Menasse: Warum wird jemand Fußballer? Er wird sich dafür nicht entschieden haben, weil er damit vielleicht eine Menge Geld verdienen kann. Er wurde Fußballer, weil ihm dieser Sport Spaß gemacht hat und weil er gut darin ist.

Weiter: MIsstrauen, Weltherrschaft.

STANDARD: Wenn er aber draufkommt, dass Spielzug X oder Masche Y beim Spiel – oder, siehe Beckham, beim Publikum – ankommt und er das ausreizt bis zum Gehtnichtmehr, dann darf ich diesen Fußballer fragen, ob das zumindest auch eine Rolle spielt und was ihm das einbringt.

Brezina: Wenn er nicht mehr gut spielt, wird er nicht mehr in der Topliga sein. Gut spielt man, wenn man sich auf den Ball konzentriert. Sie haben ein tiefes Misstrauen gegenüber mir und meiner Arbeit.

Menasse: Misstrauen gegenüber Erfolg.

STANDARD: Misstrauen ist eine Berufskrankheit von Journalisten. Aus meiner Sicht eine berufliche Tugend. Ihre Berufskrankheit oder Tugend als PR-Mannist, alles positiv zu sehen – jedenfalls was Ihre Kunden betrifft. Da stehen wir auf zwei verschiedenen Seiten, die sich schwer vereinbaren lassen.

Menasse: Wobei ich nur Aufträge von Menschen annehme, von deren Arbeit ich überzeugt bin!

Brezina: Ist Misstrauen eine Krankheit? Ich glaube nicht. Ich glaube, das ist eine Lebenseinstellung. Wissen Sie, das ist einer der Punkte, wo ich sage: Ich spiele da nicht mit. Wenn man heute negativ ist, zynisch, soviel Applaus kann man sich gar nicht wünschen, wie man da erntet. Ich glaube nicht, das uns das weiterbringt. Wir haben alle die Wahl.

STANDARD: Eine letzte Frage – Achtung, Ironie: Herr Brezina, streben Sie nach der Weltherrschaft?

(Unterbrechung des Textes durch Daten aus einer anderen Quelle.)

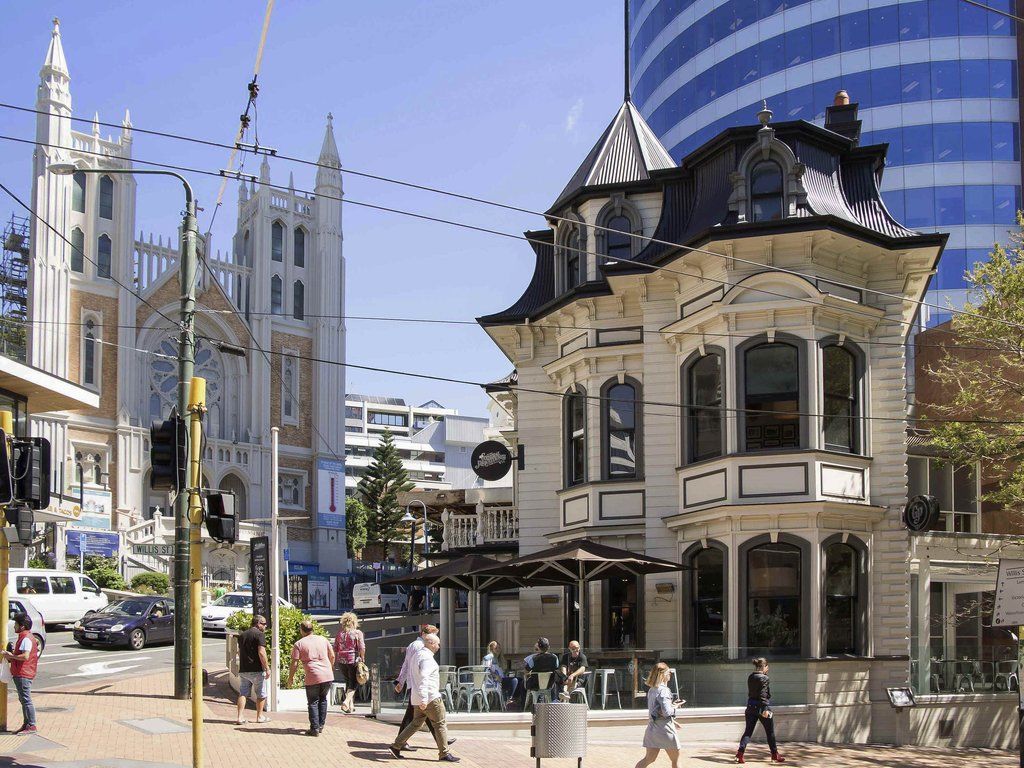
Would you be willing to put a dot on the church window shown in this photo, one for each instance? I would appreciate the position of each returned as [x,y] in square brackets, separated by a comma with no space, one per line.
[275,295]
[105,198]
[78,192]
[103,257]
[77,250]
[278,242]
[299,247]
[298,300]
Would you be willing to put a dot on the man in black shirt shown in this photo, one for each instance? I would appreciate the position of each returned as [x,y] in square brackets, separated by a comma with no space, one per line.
[253,669]
[571,671]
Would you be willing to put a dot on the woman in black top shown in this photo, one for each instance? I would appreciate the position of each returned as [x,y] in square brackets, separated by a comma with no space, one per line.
[759,709]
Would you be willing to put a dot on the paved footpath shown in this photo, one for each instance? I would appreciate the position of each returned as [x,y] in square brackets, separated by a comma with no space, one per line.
[136,723]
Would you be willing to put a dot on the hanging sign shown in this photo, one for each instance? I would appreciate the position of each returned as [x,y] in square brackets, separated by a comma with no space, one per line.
[921,513]
[491,460]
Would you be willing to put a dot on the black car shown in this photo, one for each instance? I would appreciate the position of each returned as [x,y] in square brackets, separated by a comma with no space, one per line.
[132,622]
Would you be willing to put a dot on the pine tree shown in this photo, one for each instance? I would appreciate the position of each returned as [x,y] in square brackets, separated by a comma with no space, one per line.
[379,488]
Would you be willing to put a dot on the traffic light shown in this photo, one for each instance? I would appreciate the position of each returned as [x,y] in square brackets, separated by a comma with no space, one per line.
[220,517]
[168,454]
[32,472]
[6,484]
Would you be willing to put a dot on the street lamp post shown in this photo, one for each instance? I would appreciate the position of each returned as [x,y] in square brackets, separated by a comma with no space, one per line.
[187,266]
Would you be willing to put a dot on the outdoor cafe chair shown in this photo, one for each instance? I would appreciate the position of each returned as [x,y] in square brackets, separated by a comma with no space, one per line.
[471,686]
[1007,677]
[543,690]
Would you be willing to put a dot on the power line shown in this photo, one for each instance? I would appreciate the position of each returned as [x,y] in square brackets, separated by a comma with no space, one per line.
[534,241]
[520,209]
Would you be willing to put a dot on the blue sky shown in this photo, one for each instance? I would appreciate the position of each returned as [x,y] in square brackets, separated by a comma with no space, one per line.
[498,99]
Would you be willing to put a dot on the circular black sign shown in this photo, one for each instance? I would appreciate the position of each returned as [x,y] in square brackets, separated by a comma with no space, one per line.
[921,513]
[491,460]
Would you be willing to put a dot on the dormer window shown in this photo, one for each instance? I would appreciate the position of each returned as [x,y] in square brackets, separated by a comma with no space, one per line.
[766,192]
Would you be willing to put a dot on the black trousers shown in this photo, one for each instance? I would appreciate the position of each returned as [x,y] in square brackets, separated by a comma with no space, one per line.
[410,711]
[753,715]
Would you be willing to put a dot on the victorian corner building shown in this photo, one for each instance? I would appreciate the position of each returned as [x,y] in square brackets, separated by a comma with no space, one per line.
[730,392]
[98,320]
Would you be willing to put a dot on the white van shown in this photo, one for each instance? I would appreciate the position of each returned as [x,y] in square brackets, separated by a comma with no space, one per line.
[386,598]
[61,596]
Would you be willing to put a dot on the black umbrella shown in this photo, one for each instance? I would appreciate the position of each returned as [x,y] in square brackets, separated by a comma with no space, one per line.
[578,562]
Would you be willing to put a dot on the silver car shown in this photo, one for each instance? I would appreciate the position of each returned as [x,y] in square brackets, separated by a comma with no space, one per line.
[22,605]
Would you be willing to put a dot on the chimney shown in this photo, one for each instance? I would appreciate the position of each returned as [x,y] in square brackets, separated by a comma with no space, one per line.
[841,118]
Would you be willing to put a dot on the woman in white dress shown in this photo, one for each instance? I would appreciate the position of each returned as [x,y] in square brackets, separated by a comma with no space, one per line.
[660,733]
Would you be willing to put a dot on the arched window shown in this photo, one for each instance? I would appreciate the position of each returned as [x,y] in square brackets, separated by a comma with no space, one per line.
[619,244]
[300,247]
[275,295]
[77,250]
[841,391]
[105,198]
[773,598]
[842,608]
[705,424]
[89,354]
[766,192]
[278,242]
[771,396]
[298,300]
[103,257]
[708,598]
[621,426]
[78,192]
[574,419]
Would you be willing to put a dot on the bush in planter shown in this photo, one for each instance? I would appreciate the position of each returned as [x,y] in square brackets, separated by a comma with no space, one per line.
[158,584]
[289,634]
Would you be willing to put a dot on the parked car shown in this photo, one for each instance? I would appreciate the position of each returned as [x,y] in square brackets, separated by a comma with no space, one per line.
[38,625]
[383,598]
[61,596]
[215,614]
[132,622]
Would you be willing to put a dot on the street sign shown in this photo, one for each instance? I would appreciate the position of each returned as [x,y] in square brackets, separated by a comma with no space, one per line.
[155,550]
[1009,609]
[491,460]
[259,566]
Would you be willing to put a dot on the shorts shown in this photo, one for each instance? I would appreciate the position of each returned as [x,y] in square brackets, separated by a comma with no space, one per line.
[252,683]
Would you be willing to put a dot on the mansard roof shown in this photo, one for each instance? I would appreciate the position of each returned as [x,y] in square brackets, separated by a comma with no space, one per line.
[841,180]
[627,152]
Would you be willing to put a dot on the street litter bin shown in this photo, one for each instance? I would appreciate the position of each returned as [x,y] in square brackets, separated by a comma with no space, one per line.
[559,730]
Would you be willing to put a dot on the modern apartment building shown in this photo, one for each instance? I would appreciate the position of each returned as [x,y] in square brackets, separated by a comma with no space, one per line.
[434,442]
[937,80]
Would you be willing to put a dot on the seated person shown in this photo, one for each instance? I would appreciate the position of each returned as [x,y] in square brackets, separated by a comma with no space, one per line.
[572,668]
[495,662]
[541,660]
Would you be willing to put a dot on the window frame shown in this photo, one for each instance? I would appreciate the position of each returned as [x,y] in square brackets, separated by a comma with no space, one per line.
[686,388]
[637,428]
[569,437]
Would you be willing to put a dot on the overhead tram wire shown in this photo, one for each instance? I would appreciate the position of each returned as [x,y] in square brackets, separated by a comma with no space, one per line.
[650,268]
[519,209]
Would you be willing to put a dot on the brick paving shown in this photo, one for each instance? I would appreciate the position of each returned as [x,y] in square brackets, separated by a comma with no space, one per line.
[92,734]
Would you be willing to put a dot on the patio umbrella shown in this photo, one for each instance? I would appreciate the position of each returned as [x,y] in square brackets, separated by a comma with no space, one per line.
[578,562]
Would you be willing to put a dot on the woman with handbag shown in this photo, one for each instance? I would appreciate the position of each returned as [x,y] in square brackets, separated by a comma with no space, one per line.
[759,711]
[662,730]
[350,650]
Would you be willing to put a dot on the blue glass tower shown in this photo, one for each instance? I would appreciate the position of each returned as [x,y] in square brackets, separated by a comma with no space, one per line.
[937,80]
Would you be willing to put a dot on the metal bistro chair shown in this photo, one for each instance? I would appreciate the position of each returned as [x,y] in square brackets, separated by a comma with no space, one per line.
[543,690]
[1007,677]
[471,687]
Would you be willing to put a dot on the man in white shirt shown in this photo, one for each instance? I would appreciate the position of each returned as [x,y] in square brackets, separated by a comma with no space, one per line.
[424,688]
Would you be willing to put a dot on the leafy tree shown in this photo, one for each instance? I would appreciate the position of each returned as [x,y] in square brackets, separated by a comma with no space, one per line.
[356,515]
[986,382]
[379,488]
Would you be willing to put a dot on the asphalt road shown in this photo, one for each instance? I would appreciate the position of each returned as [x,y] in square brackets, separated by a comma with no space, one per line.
[66,663]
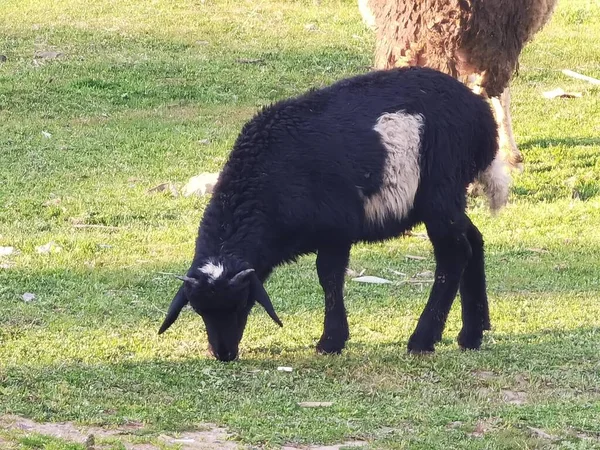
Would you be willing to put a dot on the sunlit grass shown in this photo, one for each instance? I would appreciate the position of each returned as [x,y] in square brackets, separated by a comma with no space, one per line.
[153,92]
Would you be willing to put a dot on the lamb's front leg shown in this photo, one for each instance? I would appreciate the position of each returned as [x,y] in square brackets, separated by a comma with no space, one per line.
[452,251]
[331,268]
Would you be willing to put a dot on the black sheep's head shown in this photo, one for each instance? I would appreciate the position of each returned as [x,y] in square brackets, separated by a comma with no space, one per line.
[222,293]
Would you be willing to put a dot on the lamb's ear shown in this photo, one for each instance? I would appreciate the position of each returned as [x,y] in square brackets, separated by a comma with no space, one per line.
[240,277]
[257,291]
[176,306]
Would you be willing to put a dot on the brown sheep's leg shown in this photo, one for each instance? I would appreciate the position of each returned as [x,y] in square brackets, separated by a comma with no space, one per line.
[508,146]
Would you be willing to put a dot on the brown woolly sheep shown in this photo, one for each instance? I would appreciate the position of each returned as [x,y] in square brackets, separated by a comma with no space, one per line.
[476,41]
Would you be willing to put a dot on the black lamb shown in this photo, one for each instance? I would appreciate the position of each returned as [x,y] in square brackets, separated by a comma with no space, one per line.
[362,160]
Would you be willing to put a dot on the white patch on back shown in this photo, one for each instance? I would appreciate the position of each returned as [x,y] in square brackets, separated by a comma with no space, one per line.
[401,136]
[214,271]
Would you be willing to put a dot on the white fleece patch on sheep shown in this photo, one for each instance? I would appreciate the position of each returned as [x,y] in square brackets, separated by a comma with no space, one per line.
[214,271]
[401,136]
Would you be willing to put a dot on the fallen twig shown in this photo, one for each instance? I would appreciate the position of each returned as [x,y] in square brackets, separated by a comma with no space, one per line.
[579,76]
[101,227]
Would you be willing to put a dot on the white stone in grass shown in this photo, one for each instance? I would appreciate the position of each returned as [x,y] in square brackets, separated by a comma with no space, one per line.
[315,404]
[28,296]
[371,279]
[201,184]
[50,247]
[5,251]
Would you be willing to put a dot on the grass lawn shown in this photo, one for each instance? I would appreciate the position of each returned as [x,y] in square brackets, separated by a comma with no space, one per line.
[146,92]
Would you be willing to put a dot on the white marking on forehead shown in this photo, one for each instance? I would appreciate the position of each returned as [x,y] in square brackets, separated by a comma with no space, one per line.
[214,271]
[401,136]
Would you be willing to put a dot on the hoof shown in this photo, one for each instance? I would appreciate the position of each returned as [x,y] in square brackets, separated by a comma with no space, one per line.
[329,347]
[420,346]
[470,340]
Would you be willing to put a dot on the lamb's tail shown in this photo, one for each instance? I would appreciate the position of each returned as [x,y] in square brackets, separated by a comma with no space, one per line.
[495,182]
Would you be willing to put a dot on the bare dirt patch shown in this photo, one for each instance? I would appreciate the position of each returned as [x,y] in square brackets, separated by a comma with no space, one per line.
[99,438]
[210,438]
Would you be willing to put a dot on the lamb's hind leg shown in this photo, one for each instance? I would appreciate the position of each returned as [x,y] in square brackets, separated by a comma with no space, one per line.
[473,296]
[452,252]
[331,268]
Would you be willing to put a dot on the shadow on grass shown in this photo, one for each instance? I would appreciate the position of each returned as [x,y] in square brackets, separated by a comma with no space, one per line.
[561,142]
[370,386]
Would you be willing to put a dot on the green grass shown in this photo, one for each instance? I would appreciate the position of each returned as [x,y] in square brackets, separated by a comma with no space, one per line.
[138,88]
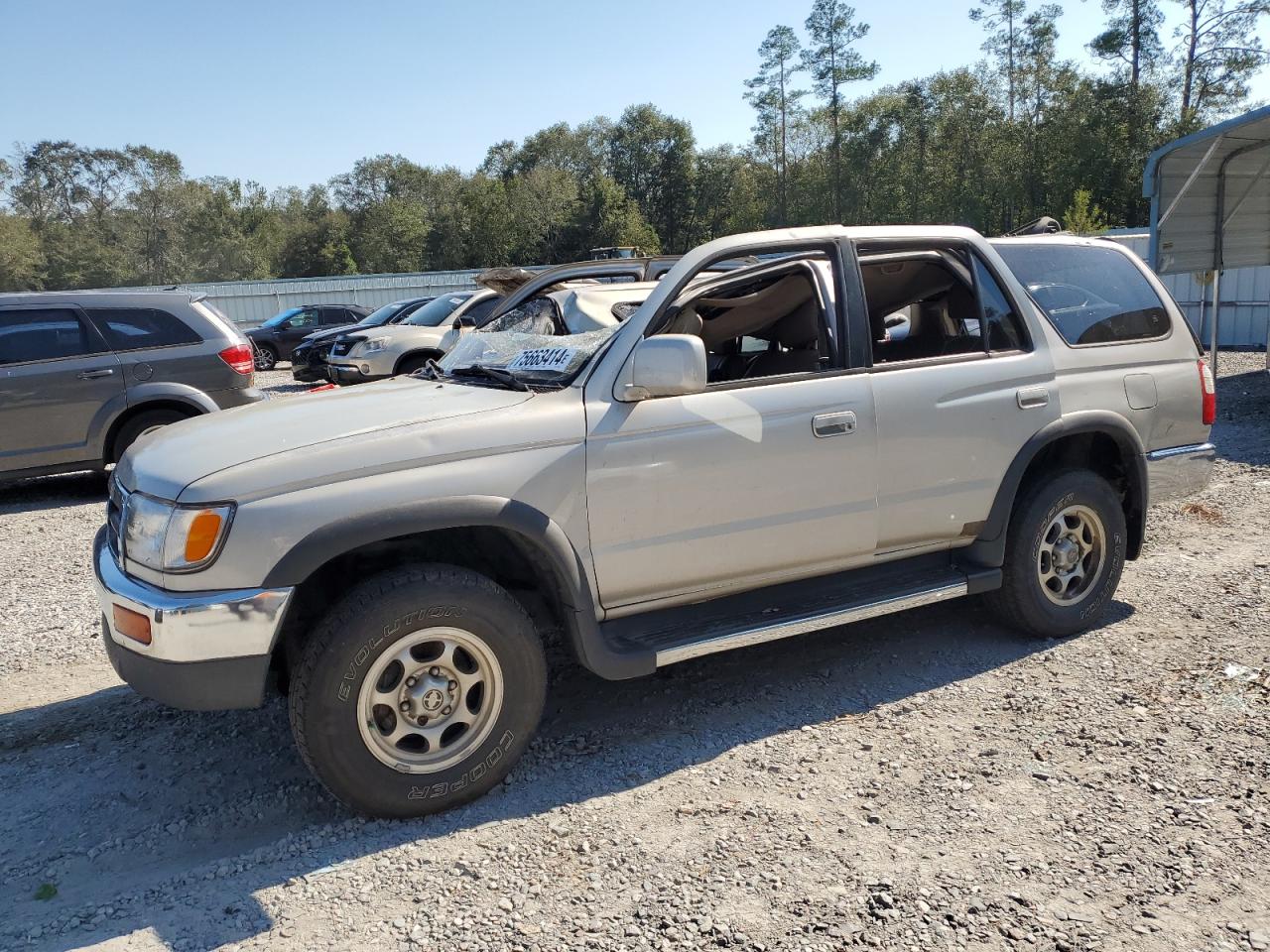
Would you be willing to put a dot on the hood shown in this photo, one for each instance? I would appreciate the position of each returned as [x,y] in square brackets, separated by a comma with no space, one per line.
[331,333]
[167,461]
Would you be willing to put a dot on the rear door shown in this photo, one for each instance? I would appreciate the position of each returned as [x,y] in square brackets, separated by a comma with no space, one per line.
[770,474]
[155,345]
[58,384]
[298,327]
[960,386]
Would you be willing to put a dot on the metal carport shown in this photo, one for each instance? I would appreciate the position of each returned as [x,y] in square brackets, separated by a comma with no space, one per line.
[1210,203]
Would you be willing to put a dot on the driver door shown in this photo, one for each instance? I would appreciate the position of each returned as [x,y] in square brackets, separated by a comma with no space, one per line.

Brezina: Ich muss Ihnen ganz ehrlich sagen: Wenn das bedeuten würde, dass man auf dieser Welt diesen Hass, dieses Grauen beenden könnte, das heute an vielen Orten herrscht, dann fände ich das absolut erstrebenswert. Da kommen wir wieder zu den Kindern, die am meisten die Leidtragenden sind. Kein Kind will Krieg, kein Kind will eine Hungersnot, kein Kind will seine Eltern durch Aids verlieren ...

STANDARD: Es gibt durchaus auch Erwachsene, die weder Krieg noch Hungersnot noch Aids wollen.

Brezina: ... Wenn man das alles dadurch verbessern könnte, hätte das sicher seinen Sinn. Ob so eine Position allerdings erstrebenswert ist? Nein, ich glaub es keine Sekunde.